Madame d'Estrées laughed; then looked at him across the top of her fan.
"Well!—and what else?"
"You can't wait for your newspaper?" he said, smiling, after a moment's pause.
She shrugged her shoulders good-humoredly.
"Oh! I know—of course I know. Is it as good as you expected?"
"As good as—" The young man opened his mouth in wonder. "What right had I to expect anything?"
"How modest! All the same, they want you—and they're very glad to get you. But you can't save them."
"That's not generally expected of Under-Secretaries, is it?"
"A good deal's expected of you. I talked to Lord Parham about you last night."
William Ashe flushed a little.
"Did you? Very kind of you."
"Not at all. I didn't flatter you in the least. Nor did he. But they're going to give you your chance!"

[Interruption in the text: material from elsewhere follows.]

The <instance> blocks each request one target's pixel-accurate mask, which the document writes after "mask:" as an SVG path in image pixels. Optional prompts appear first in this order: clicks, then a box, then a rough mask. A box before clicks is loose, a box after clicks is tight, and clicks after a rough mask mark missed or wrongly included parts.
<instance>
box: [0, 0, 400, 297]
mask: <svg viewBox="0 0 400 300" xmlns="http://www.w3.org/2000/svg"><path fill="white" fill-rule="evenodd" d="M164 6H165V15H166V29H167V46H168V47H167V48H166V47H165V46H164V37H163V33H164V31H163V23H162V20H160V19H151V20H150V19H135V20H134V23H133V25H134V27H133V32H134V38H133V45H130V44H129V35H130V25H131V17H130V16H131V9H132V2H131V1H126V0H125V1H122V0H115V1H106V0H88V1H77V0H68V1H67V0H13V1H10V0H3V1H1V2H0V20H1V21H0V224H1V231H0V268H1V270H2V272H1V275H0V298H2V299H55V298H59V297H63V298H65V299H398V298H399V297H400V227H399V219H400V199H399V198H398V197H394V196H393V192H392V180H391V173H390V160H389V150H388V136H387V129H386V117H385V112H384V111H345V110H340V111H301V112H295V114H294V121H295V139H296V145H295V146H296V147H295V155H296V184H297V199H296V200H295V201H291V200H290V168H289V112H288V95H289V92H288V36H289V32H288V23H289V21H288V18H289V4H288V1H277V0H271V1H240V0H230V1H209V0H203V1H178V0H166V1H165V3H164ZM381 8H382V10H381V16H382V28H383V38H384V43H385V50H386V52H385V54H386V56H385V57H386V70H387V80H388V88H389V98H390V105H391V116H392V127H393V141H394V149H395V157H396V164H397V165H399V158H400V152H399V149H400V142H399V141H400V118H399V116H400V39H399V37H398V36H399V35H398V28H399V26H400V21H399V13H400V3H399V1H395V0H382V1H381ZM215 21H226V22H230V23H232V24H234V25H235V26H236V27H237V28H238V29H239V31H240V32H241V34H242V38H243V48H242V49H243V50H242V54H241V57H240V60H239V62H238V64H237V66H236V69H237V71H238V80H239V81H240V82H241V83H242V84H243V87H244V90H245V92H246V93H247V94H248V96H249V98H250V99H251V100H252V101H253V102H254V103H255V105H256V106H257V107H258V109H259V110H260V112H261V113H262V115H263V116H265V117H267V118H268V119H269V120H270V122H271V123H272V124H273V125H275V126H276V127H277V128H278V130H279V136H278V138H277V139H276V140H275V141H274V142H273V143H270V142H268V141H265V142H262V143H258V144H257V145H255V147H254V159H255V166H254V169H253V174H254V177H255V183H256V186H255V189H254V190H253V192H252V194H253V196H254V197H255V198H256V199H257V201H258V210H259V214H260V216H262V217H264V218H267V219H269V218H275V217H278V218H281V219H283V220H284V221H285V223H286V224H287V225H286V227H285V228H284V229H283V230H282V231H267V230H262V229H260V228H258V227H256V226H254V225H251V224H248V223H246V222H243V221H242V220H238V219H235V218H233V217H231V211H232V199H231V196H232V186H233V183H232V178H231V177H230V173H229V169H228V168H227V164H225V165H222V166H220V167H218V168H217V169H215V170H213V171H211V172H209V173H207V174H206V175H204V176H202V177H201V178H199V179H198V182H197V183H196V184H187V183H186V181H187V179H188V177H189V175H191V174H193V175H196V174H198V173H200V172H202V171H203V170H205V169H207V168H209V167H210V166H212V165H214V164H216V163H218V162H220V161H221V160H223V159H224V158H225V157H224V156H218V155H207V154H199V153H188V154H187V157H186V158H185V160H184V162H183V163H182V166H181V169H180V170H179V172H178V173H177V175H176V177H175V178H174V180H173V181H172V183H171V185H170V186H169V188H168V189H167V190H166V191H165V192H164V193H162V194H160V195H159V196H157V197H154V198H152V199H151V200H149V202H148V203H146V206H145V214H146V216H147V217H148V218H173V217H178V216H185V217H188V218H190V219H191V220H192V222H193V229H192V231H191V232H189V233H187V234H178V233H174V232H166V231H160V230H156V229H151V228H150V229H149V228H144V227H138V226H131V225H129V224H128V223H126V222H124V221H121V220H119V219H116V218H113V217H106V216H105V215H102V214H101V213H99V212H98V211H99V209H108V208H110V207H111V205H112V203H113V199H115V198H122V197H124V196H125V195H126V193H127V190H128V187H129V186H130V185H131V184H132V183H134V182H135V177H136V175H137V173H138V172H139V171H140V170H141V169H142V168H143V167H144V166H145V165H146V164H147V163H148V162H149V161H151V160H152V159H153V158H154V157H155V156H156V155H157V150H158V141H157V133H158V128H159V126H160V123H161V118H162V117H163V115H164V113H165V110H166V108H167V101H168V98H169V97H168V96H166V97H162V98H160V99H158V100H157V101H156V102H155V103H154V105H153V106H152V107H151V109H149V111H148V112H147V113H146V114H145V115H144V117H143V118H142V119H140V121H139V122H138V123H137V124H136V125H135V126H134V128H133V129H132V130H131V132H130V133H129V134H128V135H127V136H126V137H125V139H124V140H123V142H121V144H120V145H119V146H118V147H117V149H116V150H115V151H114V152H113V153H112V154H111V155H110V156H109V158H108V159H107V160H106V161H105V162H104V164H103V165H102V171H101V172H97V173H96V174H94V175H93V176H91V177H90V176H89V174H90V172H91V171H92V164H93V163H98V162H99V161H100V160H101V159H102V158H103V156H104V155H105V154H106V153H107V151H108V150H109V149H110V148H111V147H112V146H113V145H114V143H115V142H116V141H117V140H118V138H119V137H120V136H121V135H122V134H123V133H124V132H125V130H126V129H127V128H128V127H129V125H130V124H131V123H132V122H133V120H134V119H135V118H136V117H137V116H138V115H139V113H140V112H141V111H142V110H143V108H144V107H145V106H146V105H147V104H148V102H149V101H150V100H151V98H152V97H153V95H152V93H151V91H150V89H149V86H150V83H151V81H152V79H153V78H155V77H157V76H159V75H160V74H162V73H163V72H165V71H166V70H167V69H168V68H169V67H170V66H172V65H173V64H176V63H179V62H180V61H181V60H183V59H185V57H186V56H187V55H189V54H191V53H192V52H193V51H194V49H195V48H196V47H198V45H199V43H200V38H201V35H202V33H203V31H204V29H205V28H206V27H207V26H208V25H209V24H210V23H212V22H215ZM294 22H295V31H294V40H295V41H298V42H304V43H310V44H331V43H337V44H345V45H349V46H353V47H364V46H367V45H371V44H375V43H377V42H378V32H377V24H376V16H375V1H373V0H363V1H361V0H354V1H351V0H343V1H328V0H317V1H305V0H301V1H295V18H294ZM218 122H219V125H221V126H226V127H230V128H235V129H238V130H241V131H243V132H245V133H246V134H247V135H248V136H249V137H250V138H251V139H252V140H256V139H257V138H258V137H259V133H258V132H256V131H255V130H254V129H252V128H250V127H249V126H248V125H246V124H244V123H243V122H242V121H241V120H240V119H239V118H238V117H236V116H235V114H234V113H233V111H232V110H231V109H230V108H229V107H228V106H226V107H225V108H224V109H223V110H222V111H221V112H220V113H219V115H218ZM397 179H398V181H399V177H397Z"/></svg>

She bent forward and lightly patted the sleeve of his coat with the fingers of a very delicate hand. In this sympathetic aspect, Madame d'Estrées was no doubt exceedingly attractive. There were, of course, many people who were not moved by it; to whom it was the conjuring of an arch pretender. But these were generally of the female sex. Men, at any rate, lent themselves to the illusion. Ashe, certainly, had always done so. And to-night the spell still worked; though as her action drew his particular attention to her face and expression, he was aware of slight changes in her which recalled his mother's words of the afternoon. The eyes were tired; at last he perceived in them some slight signs of years and harass. Up till now her dominating charm had been a kind of timeless softness and sensuousness, which breathed from her whole personality—from her fair skin and hair, her large, smiling eyes. She put, as it were, the question of age aside. It was difficult to think of her as a child; it had been impossible to imagine her as an old woman.